Blink is similarly convincing... addictive even. I found it hard to put down from the moment I saw it in Kinko's. But that's precisely the problem. I've become more and more skeptical about anything that is instantly riveting.

It started with music: how many songs or albums that were great on the very first listen actually pass the test of time... and how many that seem average at first turn out to be genius? I couldn't stand Bob Dylan until I was about 25, but I stayed up nights reading Dan Brown's Angels & Demons. Sugar is instantly gratifying. I hated my first coffee.

As for Blink, as of right now it's one of the more fascinating books I've ever come across. Gladwell is an incredible storyteller, writer and organizer of information. And this is exactly why I'm suspicious. Anyone with those three gifts has the ability to make compelling arguments regardless of whether or not they actually hold any truth. Just look at Karl Rove.

Comments

Anonymous said…
Tom, Susan and I got to meet Gladwell when he was in town speaking at the Crime and Justice benefit. You're right -- Blink is a hyperaddictive read. But I'm sure the Larson-Lewis project would have something to say about Gladwell's sleight of hand with facts, at least some of the facts in his talk.
Anonymous said…
He sure looks ridiculous with all that hair...
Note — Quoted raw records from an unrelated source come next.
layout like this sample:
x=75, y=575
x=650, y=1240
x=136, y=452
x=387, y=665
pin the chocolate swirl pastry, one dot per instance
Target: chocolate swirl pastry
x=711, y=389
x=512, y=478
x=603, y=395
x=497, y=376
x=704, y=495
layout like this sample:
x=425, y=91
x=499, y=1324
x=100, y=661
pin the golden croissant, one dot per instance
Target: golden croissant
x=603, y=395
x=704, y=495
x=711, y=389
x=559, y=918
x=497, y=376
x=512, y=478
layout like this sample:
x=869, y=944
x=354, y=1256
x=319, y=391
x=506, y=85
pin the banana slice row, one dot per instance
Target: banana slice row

So, whatever happened in the office-wrap caper? Suspects? Verdicts? Denouement?

Oh, and Marc, Notre Dame 20 - UCLA 6. (Then the Bruins had to go ruin the season of my beloved Bears...)
Does that mean the Dems have a chance after all?
Marc Conklin said…
Oh, I know the story on SaranGate. But I take a while to plot my revenge.
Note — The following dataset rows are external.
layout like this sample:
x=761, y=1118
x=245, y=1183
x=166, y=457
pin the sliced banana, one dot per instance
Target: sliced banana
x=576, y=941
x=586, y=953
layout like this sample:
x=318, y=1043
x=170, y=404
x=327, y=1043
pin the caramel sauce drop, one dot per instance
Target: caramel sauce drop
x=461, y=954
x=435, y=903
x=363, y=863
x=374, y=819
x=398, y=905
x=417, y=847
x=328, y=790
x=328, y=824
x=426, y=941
I guess if you use ND as a gauge, the Dems have a 1 in 8 chance. It depends on if the Republicans pit them against USC or Duke.
The Wordman said…
report from one half of the Larson/Lewis Project... the guy's a snakeoil salesman with an eye for the statistics of optimism that denies complexity and deep historical patterns. so sez I.
PDizzle said…
The Republicans don't have any potential USCs on the debate trail at this point. The best I see is a couple of Colorado States, a Tulane and a Tulsa. And, of course, a BYU.